Se a jornada fosse na Penitenciária Estadual do Piraquara 2, a PEP2, no mesmo complexo penal, Ramon recorria a outro subterfúgio: fazia-se de amigo do agente que ficava no controle do detector de metais. “Eu chegava e falava [para o agente]: ‘Ô, mano! Vai lá fumar que eu cuido aqui’. Aí, contornava o detector. Quando ele voltava, eu já tava dentro com os celulares. Já era”, afirmou. Ramon disse nunca ter sido revistado por colegas. Atribuiu isso ao que chamou de “faro”: julgava saber esperar a hora certa para agir sem despertar suspeitas.
Mas confessou que sempre sentiu medo.“Claro que eu tinha. Cagaço, mesmo. Tinha dia que eu entrava [com os celulares], mas não encontrava o preso. Aí tinha que dar um jeito de sair fora [com os aparelhos] de novo”, contou. “Quando tava tudo muito quieto, eu ficava noiado. Achava que era sujeira, que a casa ia cair. Aí, eu dava um tempo [com a distribuição] e esperava a poeira baixar”, recordou.
Vendas em lotes
Se no varejo dava certo, por que não tentar no atacado?
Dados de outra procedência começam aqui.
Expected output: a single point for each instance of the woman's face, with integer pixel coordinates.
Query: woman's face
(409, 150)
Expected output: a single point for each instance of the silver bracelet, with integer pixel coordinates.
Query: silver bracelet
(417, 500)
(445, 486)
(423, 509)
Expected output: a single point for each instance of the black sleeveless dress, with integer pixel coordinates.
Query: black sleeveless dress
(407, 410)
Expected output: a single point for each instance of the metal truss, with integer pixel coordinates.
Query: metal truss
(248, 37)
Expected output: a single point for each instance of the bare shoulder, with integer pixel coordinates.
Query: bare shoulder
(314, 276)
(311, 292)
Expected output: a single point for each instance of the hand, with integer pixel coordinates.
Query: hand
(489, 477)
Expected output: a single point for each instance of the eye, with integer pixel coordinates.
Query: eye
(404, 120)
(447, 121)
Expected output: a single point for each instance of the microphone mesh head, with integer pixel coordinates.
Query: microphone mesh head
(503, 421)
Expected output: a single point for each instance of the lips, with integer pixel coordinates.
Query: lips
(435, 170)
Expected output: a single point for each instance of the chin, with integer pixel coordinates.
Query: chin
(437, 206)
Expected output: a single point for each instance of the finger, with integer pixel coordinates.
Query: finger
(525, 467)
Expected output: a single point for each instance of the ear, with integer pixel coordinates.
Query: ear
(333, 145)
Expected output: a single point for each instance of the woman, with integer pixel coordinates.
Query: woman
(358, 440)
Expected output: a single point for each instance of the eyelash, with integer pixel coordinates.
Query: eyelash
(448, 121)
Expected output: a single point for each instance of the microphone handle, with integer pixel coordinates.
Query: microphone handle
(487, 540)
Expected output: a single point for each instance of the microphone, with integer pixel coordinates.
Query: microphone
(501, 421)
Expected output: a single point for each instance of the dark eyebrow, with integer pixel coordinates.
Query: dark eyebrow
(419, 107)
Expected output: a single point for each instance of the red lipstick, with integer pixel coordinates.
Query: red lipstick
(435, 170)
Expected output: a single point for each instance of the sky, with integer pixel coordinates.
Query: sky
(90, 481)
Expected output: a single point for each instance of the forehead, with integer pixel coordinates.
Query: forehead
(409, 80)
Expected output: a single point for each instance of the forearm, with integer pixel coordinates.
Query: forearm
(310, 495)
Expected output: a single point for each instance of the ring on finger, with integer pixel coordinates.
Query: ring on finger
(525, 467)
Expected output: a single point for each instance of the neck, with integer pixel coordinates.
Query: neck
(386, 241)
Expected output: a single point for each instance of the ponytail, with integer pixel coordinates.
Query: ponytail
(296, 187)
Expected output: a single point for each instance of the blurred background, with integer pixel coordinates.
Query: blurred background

Foi com isso em mente que detentos e os agentes penitenciários que participavam do esquema pensaram numa estratégia para a entrada em massa de aparelhos nas cadeias – 20, às vezes até 50 deles – de uma vez só, segundo os ex-agentes e o ex-detento com quem conversei. O negócio ficou conhecido como “malote” no jargão de presos e agentes penitenciários.
São lotes adquiridos exclusivamente por facções criminosas, que distribuem os aparelhos entre seus membros ou os usam para aliciar outros detentos. Na dinâmica do presídio, os smartphones são uma ferramenta que o PCC usa para seduzir novos integrantes.
“O cara é de Foz do Iguaçu, tá fodido ali, sozinho, longe da família. O Comando dá proteção, empresta celular. Mas não é de graça. Esse cara vende a alma para o Comando”, explicou Ricardo.
Também ex-agente temporário, Silva descreveu como entregou dois malotes no complexo de Piraquara no segundo semestre de 2019. Em uma das ocasiões, colocou os aparelhos em um saco de lixo, que ficou escondido em um veículo do Depen-PR, estacionado em frente à PEP2. Esperou a hora exata em que o preso encarregado pela limpeza passaria por ali. Naquele momento, Silva saiu do carro e colocou o saco em um latão de lixo.
O detento, é claro, já sabia do que se tratava. “O [preso da] faxina é que era o contato. Ele que distribuiu para os outros. Quando o ‘ladrão’ pega [o malote], aí, é com ele”, disse. “Dessa vez, foram 35 [celulares]”, Silva relatou.
A operação de entrega do outro malote envolveu um detento que trabalhava no almoxarifado do complexo de Piraquara. Nas duas ocasiões, Silva negociou com o mesmo preso, que falava em nome do PCC. “Eu nunca fiz varejo, porque sempre achei sujeira se arriscar por pouco. Eu só ia no atacado e no bote certo”, disse Silva, antes de explicar sua motivação: “Dinheiro. Com um malote eu ganhava mais do que em um ano de trabalho”, acrescentou.